I had a long list of places I hadn’t been to yet, I still had so many books to read, maybe write one myself. I wanted to get lost in other languages; learn Arabic and French and sink into their histories and cultures. I still had mountains to climb; breath the air on top of Mt Kilimanjaro. I wanted to have at least three or four careers in my life and burn my crazy candle at both ends in each one.

Where did having a baby fall in all those plans?

Making the choice not to have children has not been a frivolous one. Many people have made me re-examine, again and again how I feel about it.

I have considered the idea I am just a selfish person. I have faced the 'reality' that I will die alone with no one to care for me. I have confronted the notion that I may be turning my back on my only living purpose in this life.

But now I understand why.

"If we want the best health and well being outcomes for our children, and now understand that those outcomes are determined by the experiences shaped by their families and communities, why is parenting still something we only expect of women?"


Research into the first thousand days of a child’s life found that children can only develop as well as their families, communities and broader society enable them to.

“Many challenges faced by adults, such as mental health issues, obesity, heart disease, criminality, and poor literacy and numeracy, can be traced back to pathways that originated in early childhood,” says The First Thousand Days: An Evidence Paper by the Centre for Community Child Health, Murdoch Children’s Research Institute.

“To ensure positive health and wellbeing for current and future generations, we therefore need to focus on improving the environments and experiences of the earliest stages of development, including the prenatal period.”

Consider these scenarios:

A child falls ill in the middle of the day and needs to go home. Who does the school call?

A man and woman are out for drinks. Who gets asked who is with the kids?

A child is putting on weight, or not enough weight. He isn’t talking yet, or is wild and loud. She’s a fussy eater, or won’t self soothe, or sleep in her own bed through the night.

Who gets the accusatory finger in the face?

If we want the best health and well being outcomes for our children, and now understand that those outcomes are determined by the experiences shaped by their families and communities, why is parenting still something we only expect of women?

A woman is the one that shoulders the majority of the responsibility for her children’s growth and yet is punished if she does not meet our standards of success.
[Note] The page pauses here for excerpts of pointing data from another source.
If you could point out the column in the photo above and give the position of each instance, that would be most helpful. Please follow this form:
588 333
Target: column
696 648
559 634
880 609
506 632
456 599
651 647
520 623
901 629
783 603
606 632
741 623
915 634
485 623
Meanwhile, a man is congratulated if he picks his own children up from school.

The Second Shift and Gender Pay Gap ensure that what it takes for a woman to raise her children and maintain an independent life for herself is a monumental task that if she chooses to undertake, will also result in her running the gauntlet of public scrutiny and criticism. Because when a woman becomes a mother, she crosses over this threshold of identity she can't get back from; as much as she fights otherwise, mother is now everything she is. However, for a man, being a father will only ever be a part of his identity.
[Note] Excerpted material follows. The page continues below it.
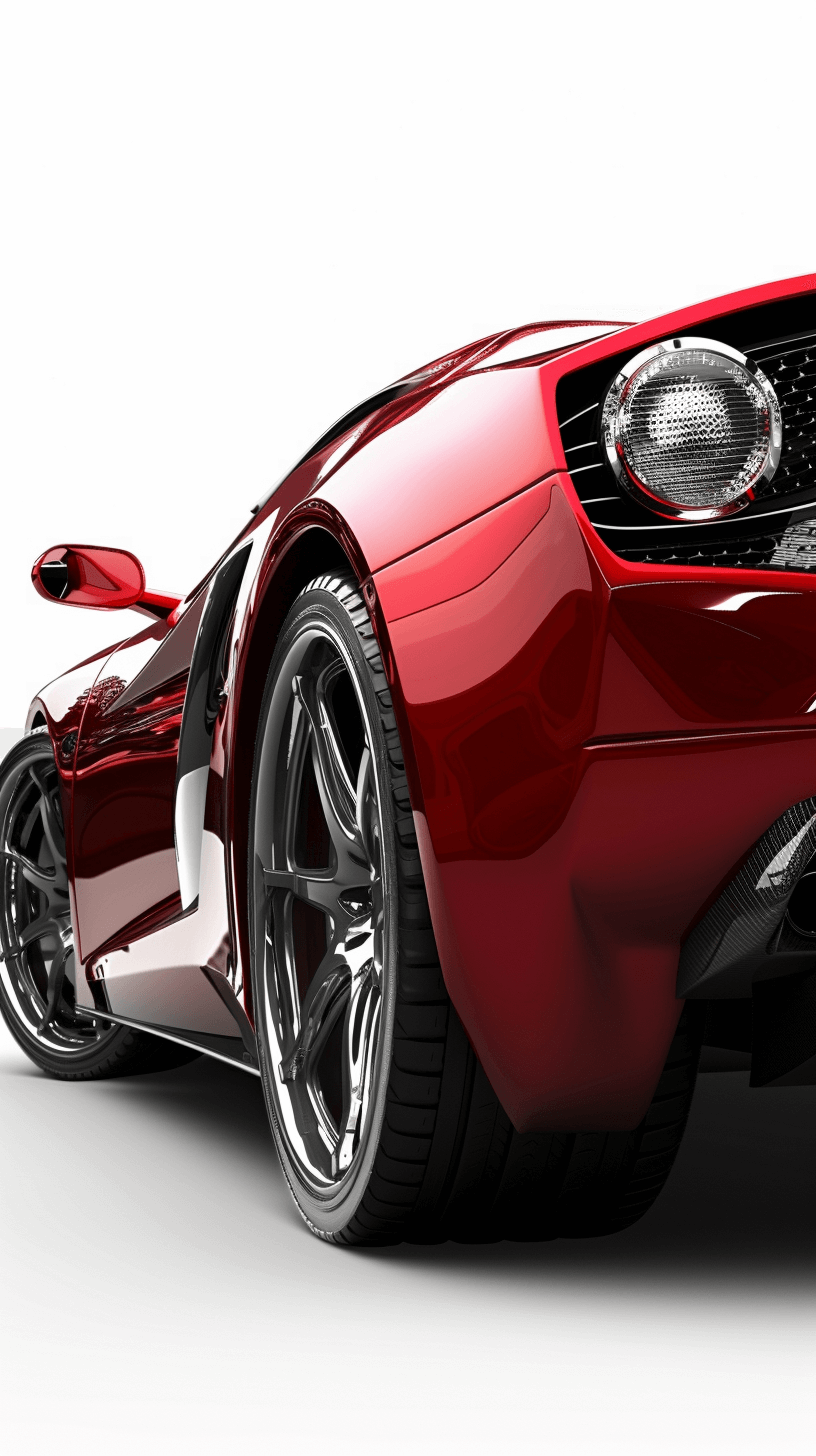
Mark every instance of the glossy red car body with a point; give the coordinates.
(593, 744)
Since 1950 Australia’s birth rate has been in steady decline - more and more women are choosing a childfree path.

When I facilitate workshops for Mona, I share with the women in the room that I have chosen not to have children. In the quietness and security of those moments, with the caveat of “I love my kids but…” they tell me their bodies no longer feel like they belong to them. They tell me of showers being their only self-care.

They tell me of the exhaustion and the pressure. The loneliness.

Today’s generation of women can fortunately expect more choice out of life than that of their grandmothers, however, I can’t help but think that motherhood shouldn’t be something women tread water through.

I chose not to have children because I didn’t want to be left behind. If only becoming a mother didn’t mean I would’ve been.